In theory, the summary index varies from 0 to 137, and in the sample of the present study, from 4 to 88. The analysis of the ROC curve identifies three cut-points with different sensitivities and specificities for detecting sedentary individuals based on the questionnaire. For instance, using a score of 38 as the cut-point (which means, defining as sedentary those patients with a score ≤38 in the questionnaire), 54% of the actual sedentary individuals (based on the monitor) would be identified as sedentary, 81% of the actual non-sedentary subjects (based on the monitor) would be identified as non-sedentary, and the proportion of sedentary/non-sedentary subjects correctly identified by the questionnaire would be, respectively, 78% and 59%.

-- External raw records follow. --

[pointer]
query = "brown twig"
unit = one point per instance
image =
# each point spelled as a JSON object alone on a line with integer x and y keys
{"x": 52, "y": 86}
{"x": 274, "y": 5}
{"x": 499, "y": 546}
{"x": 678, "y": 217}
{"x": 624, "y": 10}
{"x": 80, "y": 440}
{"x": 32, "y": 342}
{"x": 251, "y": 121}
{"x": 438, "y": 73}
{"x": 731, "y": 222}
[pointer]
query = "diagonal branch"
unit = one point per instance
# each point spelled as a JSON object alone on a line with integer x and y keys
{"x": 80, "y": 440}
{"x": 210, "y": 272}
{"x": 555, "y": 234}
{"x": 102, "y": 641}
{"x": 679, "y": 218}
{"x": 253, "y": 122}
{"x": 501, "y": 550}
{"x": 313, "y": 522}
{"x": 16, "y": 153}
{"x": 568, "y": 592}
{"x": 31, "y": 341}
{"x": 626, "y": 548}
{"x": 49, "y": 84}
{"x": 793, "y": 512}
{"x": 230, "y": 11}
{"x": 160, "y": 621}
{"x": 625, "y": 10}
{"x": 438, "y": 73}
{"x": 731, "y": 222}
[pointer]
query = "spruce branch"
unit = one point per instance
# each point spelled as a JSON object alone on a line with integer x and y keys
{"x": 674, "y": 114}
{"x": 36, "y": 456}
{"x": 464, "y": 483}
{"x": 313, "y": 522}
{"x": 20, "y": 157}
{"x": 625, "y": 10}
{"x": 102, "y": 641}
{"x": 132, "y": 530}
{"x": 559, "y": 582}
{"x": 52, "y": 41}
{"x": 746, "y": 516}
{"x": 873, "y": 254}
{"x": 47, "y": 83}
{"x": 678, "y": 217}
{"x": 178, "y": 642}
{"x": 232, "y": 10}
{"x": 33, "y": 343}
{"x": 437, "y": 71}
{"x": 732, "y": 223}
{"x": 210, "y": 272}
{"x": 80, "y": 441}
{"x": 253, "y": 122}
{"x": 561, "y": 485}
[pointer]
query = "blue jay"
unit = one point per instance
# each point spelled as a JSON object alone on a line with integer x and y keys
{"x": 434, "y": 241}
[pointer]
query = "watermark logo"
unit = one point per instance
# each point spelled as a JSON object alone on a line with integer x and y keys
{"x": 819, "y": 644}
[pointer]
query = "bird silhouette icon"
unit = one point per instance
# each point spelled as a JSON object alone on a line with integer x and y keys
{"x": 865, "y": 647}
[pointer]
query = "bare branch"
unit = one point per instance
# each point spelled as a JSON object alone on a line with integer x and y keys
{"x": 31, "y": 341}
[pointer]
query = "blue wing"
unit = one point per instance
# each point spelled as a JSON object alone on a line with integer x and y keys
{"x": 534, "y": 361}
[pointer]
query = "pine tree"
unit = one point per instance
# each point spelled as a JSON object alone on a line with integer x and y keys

Table 4 shows that: (a) being a current smoker and being actively employed led to higher values in the questionnaire than in the accelerometer; and (b) growing levels of activity as defined by the accelerometer were related with a decrease in the differences between instruments. There was no statistically significant interaction or modification of the effect between being a smoker and active worker. Other potential determinants showed no association in the bivariate or multivariate models.

Table 4.

Mutually Adjusted Determinantsa of the Differences Between the Physical Activity Parameters of the Monitor and the Questionnaire (Multivariate Linear Regression) in 172 Patients With Chronic Obstructive Pulmonary Disease (COPD).

  All Individuals n=172b
  Coefficient  (95% CI)  P-Value 
Time of maintained activity, h/day
Constantc  −0.11  (−0.55 to 0.33)  0.621 
Current smokers (n=47)  −1.31  (−2.16 to −0.47)  0.002 
Work situation: currently employed (n=12)  −3.12  (−4.67 to −1.57)  0.000 
Level of monitor, h/day  0.61  (0.44 to 0.79)  0.000 
    R2adjusted  0.27 
MET of activity, MET-h/day
Constantc  −2.5  (−4.1 to −0.9)  0.002 
Current smoker (n=47)  −3.7  (−6.7 to −0.7)  0.015 
Work situation: currently employed (n=12)  −8.4  (−13.8 to −2.9)  0.002 
Level of monitor, MET-h/day  0.5  (0.3 to 0.7)  0.000 
    R2adjusted  0.17 
Energy expenditure in activity, kcal/day
Constantc  −227  (−355 to −100)  0.000 
Current smoker (n=47)  −279  (−525 to −33)  0.025 
Work situation: currently employed (n=12)  −734  (−1,179 to −289)  0.001 
Level of monitor, kcal/day  0.5  (0.2 to 0.7)  0.000 
    R2adjusted  0.14 
a

The potential determinants included age, sex, marital status, socioeconomic level, smoking, comorbidities, dyspnea, body weight, height, BMI, quality of life, PaO2, PaCO2, post-bronchodilator FEV1, post-bronchodilator FVC and FEV1/FVC ratio.

b

Five values omitted in smoking.

c

Mean difference between the monitor parameters and the survey in individuals who were ex-smokers, were not employed and had average levels of physical activity according to the monitor.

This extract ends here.